Netflix loses 9% of its market capitalization: weak revenue forecast overshadows positive report
Streaming giant Netflix (NFLX) faced a sharp sell-off of its shares after publishing its third-quarter forecast. The company expects revenue of $12.86 billion, which fell short of the consensus forecast from Wall Street analysts, who estimated the figure at $13 billion. As a result, on the evening of July 16, shares lost nearly 9% of their value in after-hours trading, offsetting the positive effect of a strong second-quarter report.
Although Netflix's net profit exceeded market expectations, overall quarterly revenue still slightly missed forecasts. Investors are extremely wary of the slowdown in new subscriber growth — clear signs of decelerating business growth raise questions, especially ahead of the second half of 2026.
Shares approach a two-year low
During the day on July 16, trading closed at $74.35 per share — 0.91% higher than the previous day. However, after the forecast was released, the stock price plummeted by 8.98% to $67.78. Since the beginning of the year, the share price has fallen by more than 21%, and over twelve months — by 41%. The shares are now trading well below the historical high of around $133, set in June 2025.

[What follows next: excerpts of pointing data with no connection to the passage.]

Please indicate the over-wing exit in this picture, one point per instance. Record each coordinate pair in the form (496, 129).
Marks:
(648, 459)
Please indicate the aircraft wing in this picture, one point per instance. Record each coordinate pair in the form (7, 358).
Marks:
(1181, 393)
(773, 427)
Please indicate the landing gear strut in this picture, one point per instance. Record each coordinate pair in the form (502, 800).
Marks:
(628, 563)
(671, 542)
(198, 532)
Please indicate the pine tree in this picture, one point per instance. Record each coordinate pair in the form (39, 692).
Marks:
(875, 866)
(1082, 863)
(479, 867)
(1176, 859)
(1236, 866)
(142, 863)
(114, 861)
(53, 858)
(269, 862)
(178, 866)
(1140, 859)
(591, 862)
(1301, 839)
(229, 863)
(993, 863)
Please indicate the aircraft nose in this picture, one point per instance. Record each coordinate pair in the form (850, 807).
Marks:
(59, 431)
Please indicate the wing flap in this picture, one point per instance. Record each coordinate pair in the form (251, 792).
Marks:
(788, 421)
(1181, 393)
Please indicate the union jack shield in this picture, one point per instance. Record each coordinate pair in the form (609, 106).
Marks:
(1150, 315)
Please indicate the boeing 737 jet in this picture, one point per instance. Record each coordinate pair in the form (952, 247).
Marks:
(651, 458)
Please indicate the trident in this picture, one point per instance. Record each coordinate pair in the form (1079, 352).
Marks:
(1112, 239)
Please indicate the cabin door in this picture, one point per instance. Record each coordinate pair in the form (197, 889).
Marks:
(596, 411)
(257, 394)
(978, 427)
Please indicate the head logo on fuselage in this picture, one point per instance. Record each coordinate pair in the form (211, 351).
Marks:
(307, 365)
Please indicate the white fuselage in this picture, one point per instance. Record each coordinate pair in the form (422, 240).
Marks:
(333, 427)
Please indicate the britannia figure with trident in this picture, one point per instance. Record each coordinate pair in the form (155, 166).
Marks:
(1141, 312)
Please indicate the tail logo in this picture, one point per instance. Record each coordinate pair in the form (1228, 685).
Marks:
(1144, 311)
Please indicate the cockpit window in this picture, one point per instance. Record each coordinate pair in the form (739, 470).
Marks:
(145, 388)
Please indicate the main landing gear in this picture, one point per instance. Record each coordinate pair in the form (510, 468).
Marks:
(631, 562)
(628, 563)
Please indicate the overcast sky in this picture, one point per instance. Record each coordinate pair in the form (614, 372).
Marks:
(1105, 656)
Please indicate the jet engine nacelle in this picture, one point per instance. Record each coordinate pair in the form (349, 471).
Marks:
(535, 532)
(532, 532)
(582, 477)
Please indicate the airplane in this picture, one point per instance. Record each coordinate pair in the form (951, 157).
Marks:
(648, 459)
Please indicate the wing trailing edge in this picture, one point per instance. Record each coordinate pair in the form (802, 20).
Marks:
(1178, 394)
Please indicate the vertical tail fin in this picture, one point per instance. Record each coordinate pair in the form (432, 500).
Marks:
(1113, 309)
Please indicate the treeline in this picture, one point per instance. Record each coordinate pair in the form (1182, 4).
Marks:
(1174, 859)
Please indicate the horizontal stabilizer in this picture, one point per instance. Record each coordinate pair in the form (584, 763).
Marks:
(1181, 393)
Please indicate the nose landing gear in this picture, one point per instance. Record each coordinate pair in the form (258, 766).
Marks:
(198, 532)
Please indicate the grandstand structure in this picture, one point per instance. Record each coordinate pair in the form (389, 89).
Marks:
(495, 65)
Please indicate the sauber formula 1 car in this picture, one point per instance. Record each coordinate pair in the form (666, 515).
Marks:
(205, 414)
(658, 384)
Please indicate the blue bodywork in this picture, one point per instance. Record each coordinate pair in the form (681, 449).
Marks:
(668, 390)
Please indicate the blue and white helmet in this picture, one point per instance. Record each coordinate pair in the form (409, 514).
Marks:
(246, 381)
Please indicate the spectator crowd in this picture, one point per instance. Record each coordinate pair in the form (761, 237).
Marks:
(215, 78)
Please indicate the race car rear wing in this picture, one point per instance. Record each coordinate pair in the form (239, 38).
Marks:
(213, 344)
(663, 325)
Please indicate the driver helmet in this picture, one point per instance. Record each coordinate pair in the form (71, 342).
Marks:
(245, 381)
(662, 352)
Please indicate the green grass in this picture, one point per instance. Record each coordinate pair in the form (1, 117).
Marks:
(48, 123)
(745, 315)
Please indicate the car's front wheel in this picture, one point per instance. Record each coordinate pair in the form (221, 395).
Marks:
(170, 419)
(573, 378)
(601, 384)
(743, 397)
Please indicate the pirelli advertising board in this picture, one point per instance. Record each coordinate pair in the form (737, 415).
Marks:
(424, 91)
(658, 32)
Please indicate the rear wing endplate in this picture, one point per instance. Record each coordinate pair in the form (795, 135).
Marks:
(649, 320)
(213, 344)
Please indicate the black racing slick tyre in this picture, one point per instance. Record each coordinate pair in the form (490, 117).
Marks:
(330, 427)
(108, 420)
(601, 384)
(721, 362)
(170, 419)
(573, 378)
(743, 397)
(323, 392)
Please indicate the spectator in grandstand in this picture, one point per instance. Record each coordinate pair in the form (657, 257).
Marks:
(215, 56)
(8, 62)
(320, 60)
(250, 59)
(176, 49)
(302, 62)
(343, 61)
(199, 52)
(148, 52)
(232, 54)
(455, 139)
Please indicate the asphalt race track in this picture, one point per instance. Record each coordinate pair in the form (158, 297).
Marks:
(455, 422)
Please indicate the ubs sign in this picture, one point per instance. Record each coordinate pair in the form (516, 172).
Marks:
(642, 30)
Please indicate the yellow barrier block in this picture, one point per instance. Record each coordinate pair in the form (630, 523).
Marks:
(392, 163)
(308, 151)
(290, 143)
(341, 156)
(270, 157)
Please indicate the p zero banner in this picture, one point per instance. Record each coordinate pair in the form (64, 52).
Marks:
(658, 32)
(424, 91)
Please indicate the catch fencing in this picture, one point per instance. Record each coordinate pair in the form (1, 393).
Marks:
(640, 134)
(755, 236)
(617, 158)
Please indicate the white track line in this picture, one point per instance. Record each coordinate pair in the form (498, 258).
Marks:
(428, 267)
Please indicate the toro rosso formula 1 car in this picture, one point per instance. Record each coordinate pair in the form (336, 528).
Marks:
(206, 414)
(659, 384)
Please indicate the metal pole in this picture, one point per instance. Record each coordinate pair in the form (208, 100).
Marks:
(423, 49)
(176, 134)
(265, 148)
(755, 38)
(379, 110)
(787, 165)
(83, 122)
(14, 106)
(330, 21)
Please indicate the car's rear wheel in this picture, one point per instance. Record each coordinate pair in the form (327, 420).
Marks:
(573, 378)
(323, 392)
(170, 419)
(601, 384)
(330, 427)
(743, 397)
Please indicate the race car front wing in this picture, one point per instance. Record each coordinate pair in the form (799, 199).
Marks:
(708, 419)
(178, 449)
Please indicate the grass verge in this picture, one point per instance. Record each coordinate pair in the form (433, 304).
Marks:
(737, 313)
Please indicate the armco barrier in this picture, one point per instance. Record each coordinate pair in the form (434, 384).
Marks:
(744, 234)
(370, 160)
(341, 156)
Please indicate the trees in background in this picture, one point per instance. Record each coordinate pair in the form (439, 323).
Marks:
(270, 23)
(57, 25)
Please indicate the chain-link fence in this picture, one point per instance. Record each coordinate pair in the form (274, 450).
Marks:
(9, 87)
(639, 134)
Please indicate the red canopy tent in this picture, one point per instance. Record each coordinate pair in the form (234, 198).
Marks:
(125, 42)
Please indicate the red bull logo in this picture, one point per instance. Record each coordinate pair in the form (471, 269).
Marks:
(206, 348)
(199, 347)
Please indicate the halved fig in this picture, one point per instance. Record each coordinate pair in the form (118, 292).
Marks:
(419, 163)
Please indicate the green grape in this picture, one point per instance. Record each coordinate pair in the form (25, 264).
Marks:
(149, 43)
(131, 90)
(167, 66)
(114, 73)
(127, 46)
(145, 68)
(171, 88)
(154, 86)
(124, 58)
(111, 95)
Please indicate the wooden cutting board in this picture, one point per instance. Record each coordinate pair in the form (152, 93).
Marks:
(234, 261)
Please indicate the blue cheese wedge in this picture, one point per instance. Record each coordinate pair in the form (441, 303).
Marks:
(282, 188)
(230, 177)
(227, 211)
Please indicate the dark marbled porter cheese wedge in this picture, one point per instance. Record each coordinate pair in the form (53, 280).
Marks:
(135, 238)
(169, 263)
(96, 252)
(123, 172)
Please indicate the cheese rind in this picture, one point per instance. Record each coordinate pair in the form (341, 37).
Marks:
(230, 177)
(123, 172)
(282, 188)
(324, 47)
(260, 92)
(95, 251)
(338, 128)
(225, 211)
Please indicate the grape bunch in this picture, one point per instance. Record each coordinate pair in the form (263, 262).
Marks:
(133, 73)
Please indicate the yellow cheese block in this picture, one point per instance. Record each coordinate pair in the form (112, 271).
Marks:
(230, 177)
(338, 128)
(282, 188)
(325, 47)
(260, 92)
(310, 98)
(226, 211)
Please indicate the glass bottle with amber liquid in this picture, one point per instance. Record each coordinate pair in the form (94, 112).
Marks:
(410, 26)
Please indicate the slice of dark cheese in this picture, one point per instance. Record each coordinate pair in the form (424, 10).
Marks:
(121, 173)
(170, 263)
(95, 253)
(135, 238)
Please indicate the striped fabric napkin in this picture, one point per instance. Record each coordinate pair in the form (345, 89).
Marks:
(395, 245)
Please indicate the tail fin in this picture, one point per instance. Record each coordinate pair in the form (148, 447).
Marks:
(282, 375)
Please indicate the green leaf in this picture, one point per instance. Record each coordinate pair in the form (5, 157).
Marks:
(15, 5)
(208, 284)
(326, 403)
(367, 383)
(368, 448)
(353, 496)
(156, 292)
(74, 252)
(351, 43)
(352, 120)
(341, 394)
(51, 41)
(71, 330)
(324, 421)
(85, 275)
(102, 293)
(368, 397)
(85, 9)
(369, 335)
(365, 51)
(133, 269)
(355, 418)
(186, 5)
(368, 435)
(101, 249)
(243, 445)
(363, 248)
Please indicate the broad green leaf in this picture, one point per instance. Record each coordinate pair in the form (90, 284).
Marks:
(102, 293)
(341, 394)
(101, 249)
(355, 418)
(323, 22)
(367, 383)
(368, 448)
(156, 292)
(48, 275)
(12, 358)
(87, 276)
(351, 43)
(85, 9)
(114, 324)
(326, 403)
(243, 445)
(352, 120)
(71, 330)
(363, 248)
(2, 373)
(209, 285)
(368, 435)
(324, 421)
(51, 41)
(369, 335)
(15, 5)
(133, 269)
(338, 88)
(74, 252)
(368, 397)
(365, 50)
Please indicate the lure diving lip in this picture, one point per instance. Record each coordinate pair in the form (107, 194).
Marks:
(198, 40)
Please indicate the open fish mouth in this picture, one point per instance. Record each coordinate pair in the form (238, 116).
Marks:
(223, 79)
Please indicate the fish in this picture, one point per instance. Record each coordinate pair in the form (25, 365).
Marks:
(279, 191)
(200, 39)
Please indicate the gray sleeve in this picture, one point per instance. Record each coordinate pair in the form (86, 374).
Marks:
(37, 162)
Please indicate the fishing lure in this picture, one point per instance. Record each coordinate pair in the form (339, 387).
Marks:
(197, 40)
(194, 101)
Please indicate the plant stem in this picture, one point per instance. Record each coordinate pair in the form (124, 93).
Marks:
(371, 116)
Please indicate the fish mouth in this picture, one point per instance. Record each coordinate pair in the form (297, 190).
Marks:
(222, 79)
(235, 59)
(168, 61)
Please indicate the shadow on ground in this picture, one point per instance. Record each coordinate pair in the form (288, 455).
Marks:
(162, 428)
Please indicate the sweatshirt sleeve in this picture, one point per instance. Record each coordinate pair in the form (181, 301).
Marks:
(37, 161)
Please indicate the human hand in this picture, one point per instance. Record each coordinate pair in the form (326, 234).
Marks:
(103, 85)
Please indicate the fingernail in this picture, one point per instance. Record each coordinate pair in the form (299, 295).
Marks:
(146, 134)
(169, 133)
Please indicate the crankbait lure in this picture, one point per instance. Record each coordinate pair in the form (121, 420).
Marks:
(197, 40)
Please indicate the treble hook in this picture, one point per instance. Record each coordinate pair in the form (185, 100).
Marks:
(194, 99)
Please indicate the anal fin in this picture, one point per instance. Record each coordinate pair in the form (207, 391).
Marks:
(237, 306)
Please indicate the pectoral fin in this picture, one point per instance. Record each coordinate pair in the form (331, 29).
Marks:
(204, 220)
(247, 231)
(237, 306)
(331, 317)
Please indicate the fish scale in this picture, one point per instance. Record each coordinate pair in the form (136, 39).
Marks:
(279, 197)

The current downturn coincides with a period of general unease in the stock market, triggered by mixed earnings reports from the banking sector and recent statements by the Federal Reserve Chairman regarding the future trajectory of interest rates. Against this backdrop, the technology indices Nasdaq and S&P 500 have shown increased volatility.
Analysts point to slowing growth
Experts note that the current situation is an example of "natural business maturation." This does not mean a deterioration in prospects, but the margin for error for Netflix is now higher: market expectations for the company remain very high. The company also stated that starting January 2027, it will publish viewership data once a year to focus attention on revenue and operating profit.
Netflix confirmed its intention to roughly double advertising revenue — to $3 billion per year. In the first half of 2026, audience engagement grew by 2%. The company will release its third-quarter results on October 20. Investors are waiting to see if Netflix can compensate for the slowdown in subscriber growth with a new focus on advertising and live broadcasts.
My analysis: The market clearly overestimated Netflix's ability to maintain its previous subscriber growth rates. Now the bet is on monetizing the existing audience through advertising — this is a logical but risky move amid fierce competition from Disney+ and other platforms.